/zuco-benchmark

ZuCo Reading Task Classification Benchmark using EEG and Eye-Tracking Data

Primary LanguageMATLAB

Welcome to the ZuCo Benchmark on Reading Task Classification!

🧭 Starting from here, you can:

📖 Read the manuscript.

🔗 Gather more information on zuco-benchmark.com

💻 Look at our code for creating the baseline results

🏆 Create models or custom feature sets and participate in our challenge at EvalAI

About ZuCo and the Reading Task Classification

The Zurich Cognitive Language Processing Corpus (ZuCo 2.0) is a dataset combining EEG and eye-tracking recordings from subjects reading natural sentences as a resource for the investigation of the human reading process in adult English native speakers.

The benchmark is a cross-subject classification to distinguish between normal reading and task-specific information searching.

How Can I Use This Repository?

This repository is supposed to give you a starting point to participate in our challenge.
To run the code, follow the steps:

Dependencies

Version: Python 3.7.16
Using newer versions may lead to conflicts with h5py. Should you encounter any installation difficulties, please don't hesitate to open an issue.

  1. Install pip
  2. Create a virtual environment and activate it
  3. Run pip install -r requirements.txt

Data

Whole Dataset:

⚠️ Warning: the complete dataset contains about 70GB of files
You can also download individual files from the OSF
To download the whole dataset, execute
bash get_data.sh

Classification Features:

If you do not want to download the whole dataset, you can download the extracted features for each subject and feature set.
To do so, download features.zip, place the file under zuco-benchmark/src/ and unzip it.

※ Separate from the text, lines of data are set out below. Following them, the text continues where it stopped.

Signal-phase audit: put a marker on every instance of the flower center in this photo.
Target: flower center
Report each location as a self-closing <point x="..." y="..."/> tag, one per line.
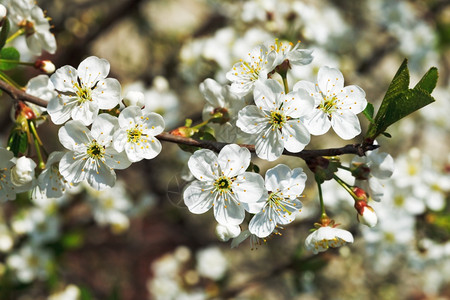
<point x="223" y="184"/>
<point x="96" y="150"/>
<point x="277" y="119"/>
<point x="329" y="105"/>
<point x="134" y="135"/>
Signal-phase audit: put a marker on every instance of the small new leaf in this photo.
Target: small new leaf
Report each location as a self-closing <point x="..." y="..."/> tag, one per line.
<point x="10" y="54"/>
<point x="368" y="112"/>
<point x="4" y="33"/>
<point x="401" y="101"/>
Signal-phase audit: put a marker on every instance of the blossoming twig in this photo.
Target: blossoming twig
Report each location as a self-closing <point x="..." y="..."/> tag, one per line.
<point x="358" y="149"/>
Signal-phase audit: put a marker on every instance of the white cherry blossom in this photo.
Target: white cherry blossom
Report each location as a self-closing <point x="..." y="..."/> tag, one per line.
<point x="83" y="91"/>
<point x="246" y="73"/>
<point x="51" y="183"/>
<point x="282" y="204"/>
<point x="287" y="51"/>
<point x="324" y="237"/>
<point x="219" y="99"/>
<point x="136" y="134"/>
<point x="335" y="105"/>
<point x="223" y="184"/>
<point x="7" y="189"/>
<point x="91" y="156"/>
<point x="30" y="17"/>
<point x="275" y="120"/>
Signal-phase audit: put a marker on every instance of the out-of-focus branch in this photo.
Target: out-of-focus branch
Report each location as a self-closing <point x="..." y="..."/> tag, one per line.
<point x="18" y="94"/>
<point x="358" y="149"/>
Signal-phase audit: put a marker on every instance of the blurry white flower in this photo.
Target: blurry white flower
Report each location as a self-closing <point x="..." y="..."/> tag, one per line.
<point x="83" y="91"/>
<point x="211" y="263"/>
<point x="6" y="238"/>
<point x="71" y="292"/>
<point x="134" y="98"/>
<point x="110" y="207"/>
<point x="324" y="237"/>
<point x="29" y="263"/>
<point x="226" y="232"/>
<point x="29" y="17"/>
<point x="45" y="66"/>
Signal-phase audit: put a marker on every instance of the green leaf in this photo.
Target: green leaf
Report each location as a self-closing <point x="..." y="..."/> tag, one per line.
<point x="4" y="33"/>
<point x="428" y="81"/>
<point x="404" y="104"/>
<point x="368" y="112"/>
<point x="9" y="53"/>
<point x="18" y="142"/>
<point x="401" y="101"/>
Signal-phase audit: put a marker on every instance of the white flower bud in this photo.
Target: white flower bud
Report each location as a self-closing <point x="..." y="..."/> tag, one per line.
<point x="3" y="11"/>
<point x="23" y="172"/>
<point x="134" y="98"/>
<point x="368" y="217"/>
<point x="45" y="66"/>
<point x="226" y="232"/>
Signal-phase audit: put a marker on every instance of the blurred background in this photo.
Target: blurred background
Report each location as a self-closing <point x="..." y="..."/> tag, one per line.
<point x="139" y="241"/>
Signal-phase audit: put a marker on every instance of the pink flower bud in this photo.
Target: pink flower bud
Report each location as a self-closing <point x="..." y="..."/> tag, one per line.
<point x="366" y="214"/>
<point x="3" y="12"/>
<point x="45" y="66"/>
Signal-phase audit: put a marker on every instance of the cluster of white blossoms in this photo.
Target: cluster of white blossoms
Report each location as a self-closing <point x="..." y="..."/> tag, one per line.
<point x="278" y="118"/>
<point x="27" y="17"/>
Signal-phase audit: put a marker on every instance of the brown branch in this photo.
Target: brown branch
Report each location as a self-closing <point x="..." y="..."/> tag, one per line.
<point x="18" y="94"/>
<point x="357" y="149"/>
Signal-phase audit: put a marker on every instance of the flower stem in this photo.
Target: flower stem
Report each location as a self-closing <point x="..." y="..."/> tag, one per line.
<point x="16" y="62"/>
<point x="37" y="144"/>
<point x="9" y="81"/>
<point x="19" y="32"/>
<point x="322" y="205"/>
<point x="345" y="186"/>
<point x="285" y="83"/>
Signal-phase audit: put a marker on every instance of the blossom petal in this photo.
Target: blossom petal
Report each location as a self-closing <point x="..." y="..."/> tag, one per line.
<point x="266" y="94"/>
<point x="263" y="223"/>
<point x="317" y="122"/>
<point x="203" y="165"/>
<point x="227" y="210"/>
<point x="330" y="80"/>
<point x="251" y="120"/>
<point x="233" y="160"/>
<point x="73" y="135"/>
<point x="249" y="187"/>
<point x="296" y="136"/>
<point x="198" y="197"/>
<point x="107" y="93"/>
<point x="93" y="69"/>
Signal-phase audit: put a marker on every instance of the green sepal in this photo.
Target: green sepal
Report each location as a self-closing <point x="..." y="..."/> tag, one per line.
<point x="18" y="142"/>
<point x="9" y="53"/>
<point x="4" y="33"/>
<point x="368" y="112"/>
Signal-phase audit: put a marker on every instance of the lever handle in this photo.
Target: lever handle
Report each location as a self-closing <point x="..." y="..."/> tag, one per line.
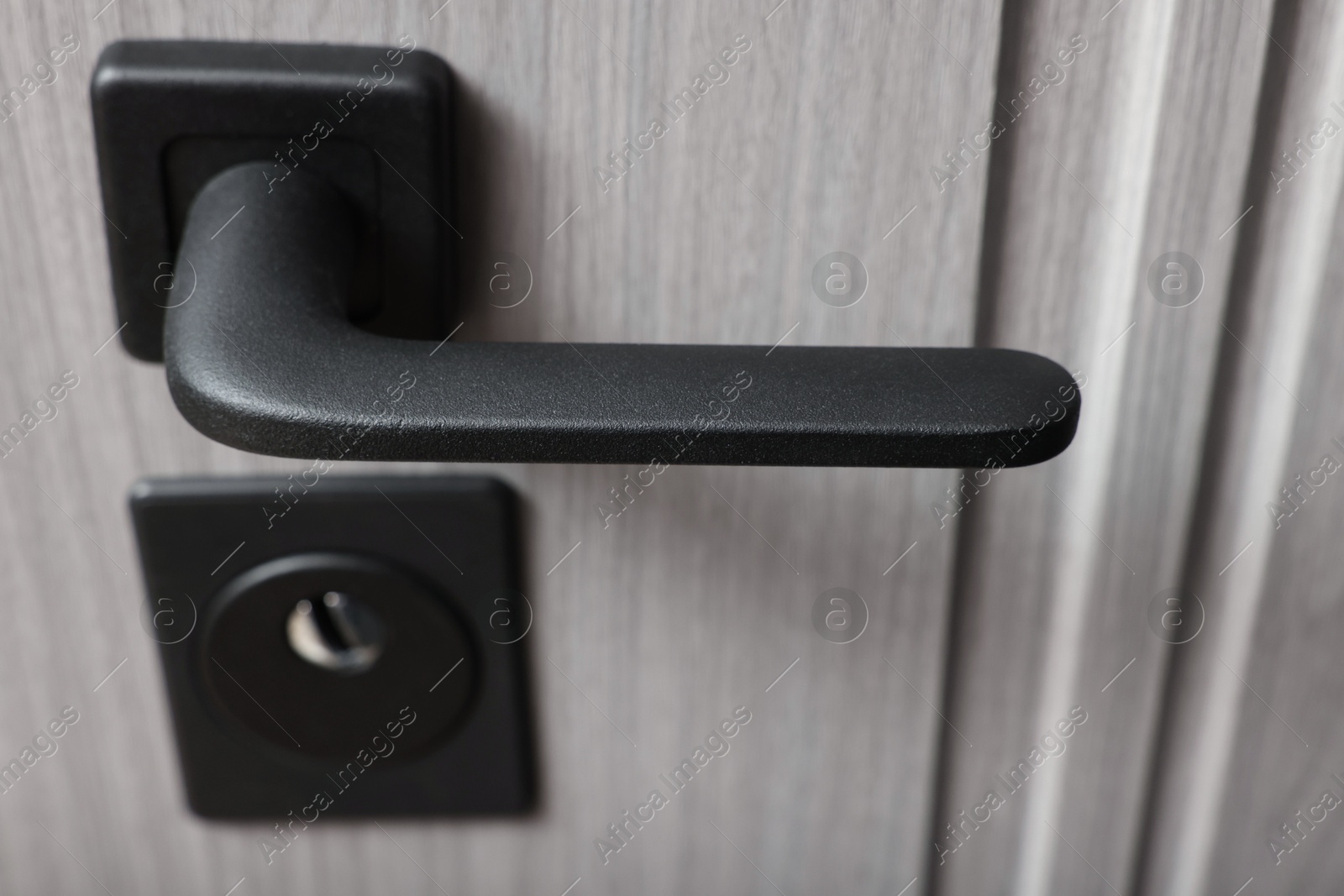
<point x="262" y="358"/>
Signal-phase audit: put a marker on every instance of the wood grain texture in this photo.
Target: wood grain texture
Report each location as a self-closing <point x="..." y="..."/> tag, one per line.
<point x="1142" y="149"/>
<point x="692" y="602"/>
<point x="1253" y="730"/>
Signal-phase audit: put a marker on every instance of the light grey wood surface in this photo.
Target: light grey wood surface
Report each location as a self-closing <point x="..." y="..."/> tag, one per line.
<point x="1142" y="149"/>
<point x="649" y="631"/>
<point x="1253" y="732"/>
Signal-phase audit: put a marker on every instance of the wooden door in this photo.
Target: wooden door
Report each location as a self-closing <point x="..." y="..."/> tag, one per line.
<point x="1005" y="177"/>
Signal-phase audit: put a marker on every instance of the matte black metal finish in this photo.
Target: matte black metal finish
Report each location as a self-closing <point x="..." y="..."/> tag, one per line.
<point x="264" y="359"/>
<point x="260" y="731"/>
<point x="264" y="355"/>
<point x="374" y="121"/>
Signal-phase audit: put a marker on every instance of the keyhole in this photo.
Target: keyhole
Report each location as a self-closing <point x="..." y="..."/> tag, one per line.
<point x="336" y="633"/>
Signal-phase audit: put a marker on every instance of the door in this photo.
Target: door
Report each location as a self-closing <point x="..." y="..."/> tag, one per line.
<point x="1021" y="176"/>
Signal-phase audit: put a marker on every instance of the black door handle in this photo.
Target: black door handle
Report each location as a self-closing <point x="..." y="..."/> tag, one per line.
<point x="264" y="356"/>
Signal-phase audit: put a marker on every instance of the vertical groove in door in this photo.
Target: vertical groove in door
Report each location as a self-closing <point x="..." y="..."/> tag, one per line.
<point x="1245" y="703"/>
<point x="1105" y="172"/>
<point x="968" y="530"/>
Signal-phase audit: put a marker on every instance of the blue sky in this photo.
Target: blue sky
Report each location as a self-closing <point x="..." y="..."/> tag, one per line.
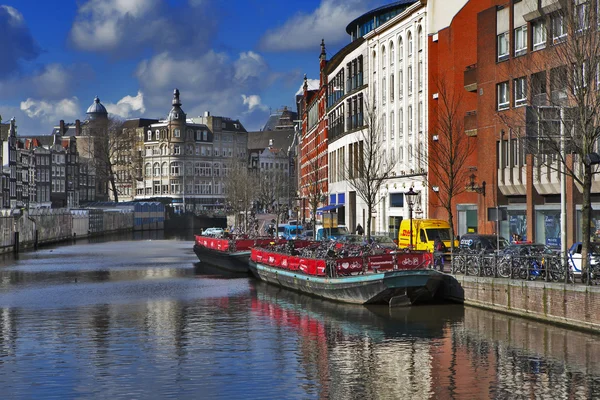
<point x="237" y="59"/>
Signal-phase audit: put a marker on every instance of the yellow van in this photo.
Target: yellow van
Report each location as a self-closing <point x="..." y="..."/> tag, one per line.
<point x="424" y="231"/>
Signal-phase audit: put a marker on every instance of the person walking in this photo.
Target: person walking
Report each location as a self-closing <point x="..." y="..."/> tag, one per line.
<point x="359" y="230"/>
<point x="438" y="254"/>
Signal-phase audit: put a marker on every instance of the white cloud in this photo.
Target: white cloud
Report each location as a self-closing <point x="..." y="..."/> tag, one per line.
<point x="51" y="111"/>
<point x="51" y="82"/>
<point x="305" y="31"/>
<point x="128" y="106"/>
<point x="126" y="27"/>
<point x="16" y="41"/>
<point x="254" y="102"/>
<point x="313" y="84"/>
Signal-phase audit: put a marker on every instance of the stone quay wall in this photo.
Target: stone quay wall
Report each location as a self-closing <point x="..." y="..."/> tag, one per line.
<point x="29" y="229"/>
<point x="576" y="306"/>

Computing the Baseline Results

cd src
Run the code to produce baseline predictions with the SVM.
python benchmark_baseline.py

If you downloaded the whole dataset, the script will first extract the selected feature sets from the .mat files, which will take a while.

Participation

You can use the code in benchmark_baseline.py as a starting point and:

  • Try different models.
  • Use other feature sets or combinations. See config.py for available feature sets
  • Create your own feature combinations. To do that, take a look at the feature-extraction and add your own feature combination there.

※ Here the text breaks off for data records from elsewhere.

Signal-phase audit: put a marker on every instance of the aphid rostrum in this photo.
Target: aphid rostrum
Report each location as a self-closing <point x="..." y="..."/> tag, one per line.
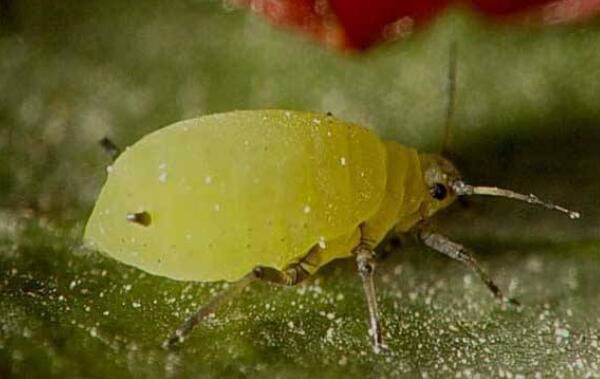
<point x="272" y="195"/>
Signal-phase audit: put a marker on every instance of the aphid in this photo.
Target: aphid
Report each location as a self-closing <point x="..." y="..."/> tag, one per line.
<point x="273" y="195"/>
<point x="288" y="193"/>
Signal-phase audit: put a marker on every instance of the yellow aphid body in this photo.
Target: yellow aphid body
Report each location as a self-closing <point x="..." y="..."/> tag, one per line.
<point x="228" y="192"/>
<point x="272" y="195"/>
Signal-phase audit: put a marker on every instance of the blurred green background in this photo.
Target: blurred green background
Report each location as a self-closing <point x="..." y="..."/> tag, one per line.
<point x="527" y="115"/>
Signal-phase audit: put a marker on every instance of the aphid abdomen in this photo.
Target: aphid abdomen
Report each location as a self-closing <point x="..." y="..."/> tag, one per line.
<point x="229" y="192"/>
<point x="402" y="194"/>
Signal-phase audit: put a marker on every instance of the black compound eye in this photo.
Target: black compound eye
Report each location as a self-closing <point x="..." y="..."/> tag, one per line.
<point x="439" y="191"/>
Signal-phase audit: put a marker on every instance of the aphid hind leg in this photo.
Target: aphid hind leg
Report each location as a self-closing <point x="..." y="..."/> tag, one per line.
<point x="292" y="275"/>
<point x="458" y="252"/>
<point x="365" y="261"/>
<point x="207" y="309"/>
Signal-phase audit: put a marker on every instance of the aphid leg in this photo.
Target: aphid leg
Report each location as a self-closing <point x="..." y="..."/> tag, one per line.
<point x="366" y="266"/>
<point x="456" y="251"/>
<point x="110" y="148"/>
<point x="292" y="275"/>
<point x="207" y="309"/>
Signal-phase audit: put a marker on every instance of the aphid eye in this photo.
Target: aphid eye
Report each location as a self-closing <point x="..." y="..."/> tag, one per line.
<point x="438" y="191"/>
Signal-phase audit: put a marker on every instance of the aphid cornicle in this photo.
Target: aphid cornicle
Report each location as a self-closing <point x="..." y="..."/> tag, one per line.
<point x="271" y="195"/>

To experiment with different models or feature combinations, you can use the validation.py, which tests your configuration using leave-one-out cross-validation on the training data.

Submission

If you have create_submission enabled in the config, benchmark_baseline.py will automatically create a submission file in the correct format.
For the submission format, check out the example files.
Head to EvalAI, fill in the required information and upload your submission.json.